My son is now 2 years old, and my anxiety about him has never left. It’s always something else. He isn’t eating enough. He’s too short. His hair took too long to grow in. He isn’t eating dinner, again. At dinner time, I will leave the table and my son will eat his dinner with his dad because his anxious mother is finally out of the room. She isn’t hovering over him, forcing a spoon in his mouth, asking him if he’s hungry and ignoring his response of “No.” No wasn’t an option. He was lying. He has to be hungry. Why isn’t he eating as much as he did yesterday? 

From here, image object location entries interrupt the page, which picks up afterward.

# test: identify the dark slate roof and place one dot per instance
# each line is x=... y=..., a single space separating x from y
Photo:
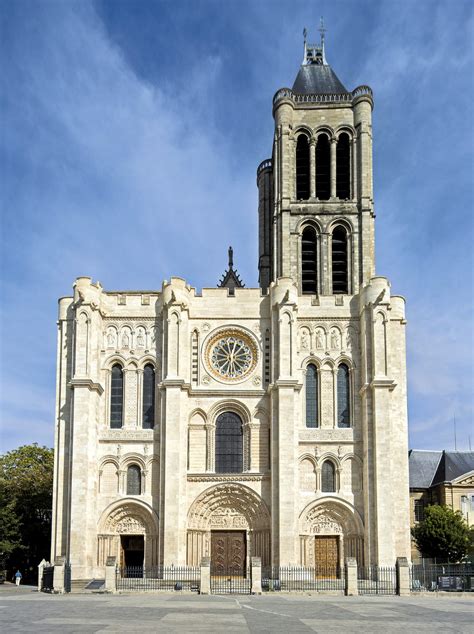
x=317 y=79
x=422 y=466
x=454 y=464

My poor child. My anxiety is a battle for us, and it’s something I’m constantly trying to get a grip of. The time will come where I will need to sit him down and explain mommy’s anxiety and mental health issues, and I am not looking forward to that. How do I tell him? How do I explain that mommy isn’t superwoman, but an anxious mess? 

Wait a minute! Rewind that last sentence! 

Mommy is a superwoman, like all mothers who want only the best for the child and do everything for them to ensure they reach their potential. Mommy is someone who will love that boy more than anyone else in the world. We do our bests day in and day out, and we aren’t perfect. I’ll never be perfect, but I’ll never stop trying to be a role model for my son. I worry he will inherit my anxiety. I think about how to explain the feelings to him and how to teach him coping mechanisms, but then I reign it in… let’s cross that bridge when we get to it. My son is not an anxious boy; he is a busy boy. A healthy, curious, inquisitive, intelligent, typical 2-year-old boy who has maddening temper tantrums one second and is laughing the next. Deep breath, mama! You’re doing great! I often have to remind myself of that. He is fed, clothed, and has a roof over his head. He is happy. Why am I worried if he is happy? Because anxiety doesn’t give a shit. It is there, lurking over your shoulder like a creepy old lady at the slots waiting for your machine to cash so she can cash in. 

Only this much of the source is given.